今般の基本方針 2025 においては、 「公定価格の引上げを始めとする処遇改善を進める」と強い方針が打ち出され、「医療・介護・障害福祉等の公定価格の分野の賃上げ、経営の安定、離職防止、人材確保がしっかり図られるよう、コストカット型からの転換を明確に図る必要がある」、そして、「高齢化による増加分に相当する伸びにこうした経済・物価動向等を踏まえた対応に相当する増加分を加算する」と明記されております。これまで医療・介護等の関係団体が一丸となって要望してきた「賃金・物価の上昇に応じた公定価格等への適切な反映」に対し、政府 ・与党をはじめとする多くの関係者の方々のご理解をいただけたものと受け止めており、深く感謝申し上げます。
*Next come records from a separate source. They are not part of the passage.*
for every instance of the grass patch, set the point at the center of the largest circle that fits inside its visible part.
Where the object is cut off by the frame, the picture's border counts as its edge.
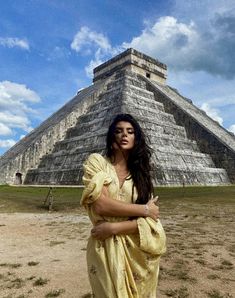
(30, 199)
(215, 294)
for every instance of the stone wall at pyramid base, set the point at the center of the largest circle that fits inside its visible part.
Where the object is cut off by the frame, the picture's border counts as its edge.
(177, 159)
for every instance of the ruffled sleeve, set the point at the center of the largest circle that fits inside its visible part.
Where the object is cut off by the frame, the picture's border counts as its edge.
(152, 236)
(94, 178)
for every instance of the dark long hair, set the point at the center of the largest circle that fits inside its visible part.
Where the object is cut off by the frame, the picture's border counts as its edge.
(138, 162)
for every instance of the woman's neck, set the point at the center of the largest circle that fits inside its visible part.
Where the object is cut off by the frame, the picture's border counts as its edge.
(120, 160)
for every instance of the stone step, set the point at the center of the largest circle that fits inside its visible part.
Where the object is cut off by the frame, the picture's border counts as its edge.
(126, 80)
(174, 142)
(133, 90)
(174, 175)
(165, 156)
(116, 98)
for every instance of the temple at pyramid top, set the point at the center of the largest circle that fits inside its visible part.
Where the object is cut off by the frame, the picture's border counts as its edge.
(189, 148)
(134, 61)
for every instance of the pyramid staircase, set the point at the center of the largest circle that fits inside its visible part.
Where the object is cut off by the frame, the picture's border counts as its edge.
(176, 159)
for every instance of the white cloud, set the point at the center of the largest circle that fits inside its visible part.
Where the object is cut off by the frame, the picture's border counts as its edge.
(5, 130)
(232, 128)
(19, 92)
(187, 46)
(11, 42)
(87, 38)
(7, 143)
(15, 110)
(211, 112)
(93, 43)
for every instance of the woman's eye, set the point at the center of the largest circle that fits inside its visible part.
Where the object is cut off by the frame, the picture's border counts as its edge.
(117, 131)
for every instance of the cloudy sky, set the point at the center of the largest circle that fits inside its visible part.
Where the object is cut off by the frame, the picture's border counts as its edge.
(48, 49)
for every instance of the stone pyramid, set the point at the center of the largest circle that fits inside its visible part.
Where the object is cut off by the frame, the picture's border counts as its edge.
(189, 148)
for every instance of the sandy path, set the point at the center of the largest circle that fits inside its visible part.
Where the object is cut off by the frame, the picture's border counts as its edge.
(49, 250)
(55, 243)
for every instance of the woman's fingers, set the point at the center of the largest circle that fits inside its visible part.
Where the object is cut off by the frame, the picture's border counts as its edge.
(155, 199)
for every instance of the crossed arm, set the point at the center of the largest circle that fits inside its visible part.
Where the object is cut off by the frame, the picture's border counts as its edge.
(109, 207)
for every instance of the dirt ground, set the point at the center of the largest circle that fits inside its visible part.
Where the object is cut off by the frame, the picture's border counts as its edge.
(43, 255)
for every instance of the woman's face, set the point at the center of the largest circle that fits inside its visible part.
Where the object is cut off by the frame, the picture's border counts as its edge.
(124, 136)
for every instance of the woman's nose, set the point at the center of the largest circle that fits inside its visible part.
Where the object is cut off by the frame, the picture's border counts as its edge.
(124, 133)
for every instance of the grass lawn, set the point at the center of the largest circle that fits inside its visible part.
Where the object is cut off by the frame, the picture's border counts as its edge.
(66, 199)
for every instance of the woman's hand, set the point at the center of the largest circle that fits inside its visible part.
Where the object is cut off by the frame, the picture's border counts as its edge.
(102, 230)
(152, 210)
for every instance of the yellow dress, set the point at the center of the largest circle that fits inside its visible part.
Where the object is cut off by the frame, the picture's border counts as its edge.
(122, 266)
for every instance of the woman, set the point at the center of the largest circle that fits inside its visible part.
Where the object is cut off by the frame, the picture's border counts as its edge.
(127, 239)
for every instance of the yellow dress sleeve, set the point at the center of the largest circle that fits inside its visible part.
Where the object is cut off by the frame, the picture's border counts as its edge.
(152, 236)
(94, 178)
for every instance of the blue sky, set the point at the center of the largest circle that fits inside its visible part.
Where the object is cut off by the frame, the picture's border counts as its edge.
(48, 49)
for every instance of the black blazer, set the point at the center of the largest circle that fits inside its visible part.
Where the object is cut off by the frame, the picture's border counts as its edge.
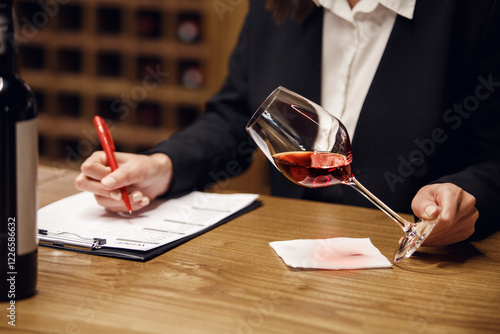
(431, 113)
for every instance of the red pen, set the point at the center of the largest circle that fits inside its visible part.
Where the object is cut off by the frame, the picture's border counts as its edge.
(109, 148)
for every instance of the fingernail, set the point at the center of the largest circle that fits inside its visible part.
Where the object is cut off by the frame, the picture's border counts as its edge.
(144, 201)
(108, 181)
(116, 195)
(137, 196)
(430, 211)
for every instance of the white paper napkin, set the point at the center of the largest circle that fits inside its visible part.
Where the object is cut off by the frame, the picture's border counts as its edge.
(335, 253)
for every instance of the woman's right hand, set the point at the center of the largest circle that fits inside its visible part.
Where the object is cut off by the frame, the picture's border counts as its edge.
(145, 177)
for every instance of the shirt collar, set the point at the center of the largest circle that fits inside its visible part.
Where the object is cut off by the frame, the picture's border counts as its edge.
(401, 7)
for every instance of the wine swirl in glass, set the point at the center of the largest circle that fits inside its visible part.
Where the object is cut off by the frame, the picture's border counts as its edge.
(312, 149)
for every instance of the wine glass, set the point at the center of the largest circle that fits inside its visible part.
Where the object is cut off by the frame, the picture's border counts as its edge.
(312, 149)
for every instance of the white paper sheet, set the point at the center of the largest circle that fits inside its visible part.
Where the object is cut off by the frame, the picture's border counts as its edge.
(80, 217)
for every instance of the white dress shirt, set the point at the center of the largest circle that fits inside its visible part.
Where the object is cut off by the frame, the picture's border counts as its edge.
(353, 43)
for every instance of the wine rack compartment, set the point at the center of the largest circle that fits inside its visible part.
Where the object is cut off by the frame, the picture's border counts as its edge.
(147, 67)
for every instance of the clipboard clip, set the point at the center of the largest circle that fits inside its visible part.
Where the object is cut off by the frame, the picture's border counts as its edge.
(61, 239)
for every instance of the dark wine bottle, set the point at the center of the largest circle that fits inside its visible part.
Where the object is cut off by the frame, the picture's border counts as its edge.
(18, 171)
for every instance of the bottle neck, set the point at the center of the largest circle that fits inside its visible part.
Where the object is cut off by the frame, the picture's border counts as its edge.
(7, 38)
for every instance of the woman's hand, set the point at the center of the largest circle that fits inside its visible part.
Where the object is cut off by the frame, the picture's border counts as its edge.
(144, 176)
(456, 210)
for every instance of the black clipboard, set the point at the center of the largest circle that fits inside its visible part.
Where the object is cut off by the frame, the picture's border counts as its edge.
(95, 246)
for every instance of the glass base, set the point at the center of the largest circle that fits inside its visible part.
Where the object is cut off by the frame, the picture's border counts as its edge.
(414, 236)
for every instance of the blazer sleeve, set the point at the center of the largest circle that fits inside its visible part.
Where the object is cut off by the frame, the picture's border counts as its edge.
(216, 146)
(481, 110)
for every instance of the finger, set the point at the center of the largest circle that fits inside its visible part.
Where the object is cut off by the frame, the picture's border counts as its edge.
(84, 183)
(96, 166)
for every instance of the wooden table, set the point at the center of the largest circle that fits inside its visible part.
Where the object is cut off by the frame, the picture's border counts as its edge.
(229, 280)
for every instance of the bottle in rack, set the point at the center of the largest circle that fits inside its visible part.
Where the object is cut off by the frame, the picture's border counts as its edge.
(18, 172)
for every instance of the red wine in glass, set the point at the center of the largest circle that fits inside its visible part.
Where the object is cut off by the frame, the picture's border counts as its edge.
(312, 149)
(314, 169)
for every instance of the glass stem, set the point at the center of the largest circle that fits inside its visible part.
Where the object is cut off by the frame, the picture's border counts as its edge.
(378, 203)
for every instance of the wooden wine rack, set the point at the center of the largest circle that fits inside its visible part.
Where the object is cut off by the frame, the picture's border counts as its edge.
(125, 61)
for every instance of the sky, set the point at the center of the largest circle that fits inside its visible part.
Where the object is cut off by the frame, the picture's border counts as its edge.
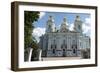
(40, 25)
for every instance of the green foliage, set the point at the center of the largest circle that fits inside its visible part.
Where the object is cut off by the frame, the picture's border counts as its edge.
(29, 18)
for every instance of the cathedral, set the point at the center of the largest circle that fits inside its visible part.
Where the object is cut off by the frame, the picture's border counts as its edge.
(63, 42)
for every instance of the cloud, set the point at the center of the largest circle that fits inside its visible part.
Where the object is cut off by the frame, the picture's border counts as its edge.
(37, 32)
(86, 26)
(41, 14)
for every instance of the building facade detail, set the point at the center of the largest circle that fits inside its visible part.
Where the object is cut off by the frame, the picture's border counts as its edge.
(63, 42)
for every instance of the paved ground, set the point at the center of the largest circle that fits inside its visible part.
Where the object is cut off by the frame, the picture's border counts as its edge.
(59, 58)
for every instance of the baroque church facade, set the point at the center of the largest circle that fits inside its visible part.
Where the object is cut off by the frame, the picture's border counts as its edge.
(63, 42)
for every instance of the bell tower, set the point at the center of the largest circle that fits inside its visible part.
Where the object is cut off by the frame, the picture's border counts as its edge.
(64, 25)
(50, 26)
(78, 24)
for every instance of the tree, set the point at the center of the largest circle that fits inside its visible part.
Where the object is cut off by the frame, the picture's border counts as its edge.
(29, 18)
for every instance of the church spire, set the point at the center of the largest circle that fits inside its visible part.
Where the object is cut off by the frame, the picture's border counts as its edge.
(78, 24)
(64, 25)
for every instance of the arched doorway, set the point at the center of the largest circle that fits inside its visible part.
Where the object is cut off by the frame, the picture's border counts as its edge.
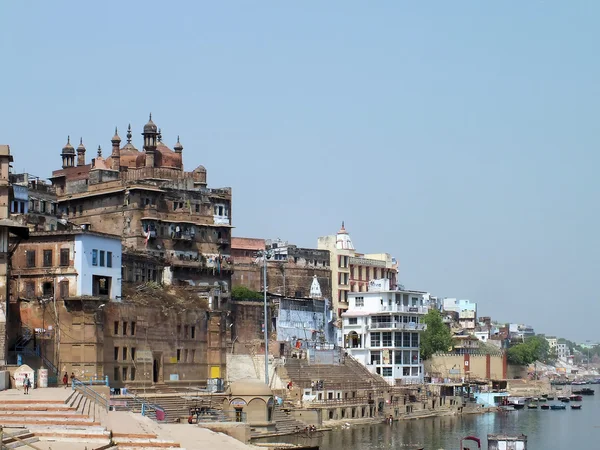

また、薬剤師・薬局に関する事項として、医療DXの推進にあたり、「薬局が有する情報の標準化とDXを進める」と明確な方針が打ち出されました。質の高い効率的な医療サービスのためには薬局が有する情報が必須であり、薬局から医療機関への服薬状況等のフィードバック情報など、薬局と医療機関が共有する情報や、そのもととなる調剤録(薬歴)の情報などの標準化によるDXに積極的に取り組んでまいります。
さらに、持続可能な社会保障制度のための改革の方策として、OTC類似薬の保険給付の在り方の見直し等についても言及されておりますが、国民の医療アクセス ・医薬品アクセスを阻害するようなことがないよう、慎重かつ丁寧な議論の上で実現可能性を判断することが不可欠であることは言うまでもありません。そして、国民・患者はもちろん、医療現場にとって過度な負担を強いることがないよう配慮も必要です。
また、こうした検討が進められる一方で、本会としては、引き続き後発医薬品の普及・促進に取り組むなど、持続可能な社会保障制度に寄与してまいります。
今後、物価高・賃上げに係る対応については、前回診療報酬改定による処遇改善・経営状況等の実態を把握・検証したうえで本年末までに結論を得ることとされております。一方、今般の基本方針で言及されている事項ではないものの、後発医薬品の普及・推進に係る加算や調剤報酬体系のあり方等に対する指摘も一部見受けられますが、引き続き本会としては、薬剤師 ・薬局による、患者の安全・適正な薬物治療のための様々な業務、国民皆保険の維持・堅持のための取り組みを適切に評価いただけるよう主張していくとともに、来年度予算編成過程に向けて注視していきたいと考えています。
また、規制改革実施計画においては、かねてより課題として指摘されてきた在宅医療における薬物治療の提供に係る項目が引き続き掲げられています。本会では、地域の薬局全体で在宅医療のニーズに対応すべく、地域薬剤師会が中心となって、薬局同士が連携できる体制づくりや当該地域の医薬品提供体制について多職種間で協議を進めていくことが重要であることから、在宅医療体制を含めた地域の医薬品提供体制強化のための 「アクションリスト」の策定を進めてきており、近日中の公表を予定しているところです。
日本薬剤師会は引き続き、全国の患者・地域住民がくまなく薬剤師サービスを受けられる体制の構築のため、都道府県薬剤師会・地域薬剤師会、地域の薬局と一丸となって取り組んでまいります。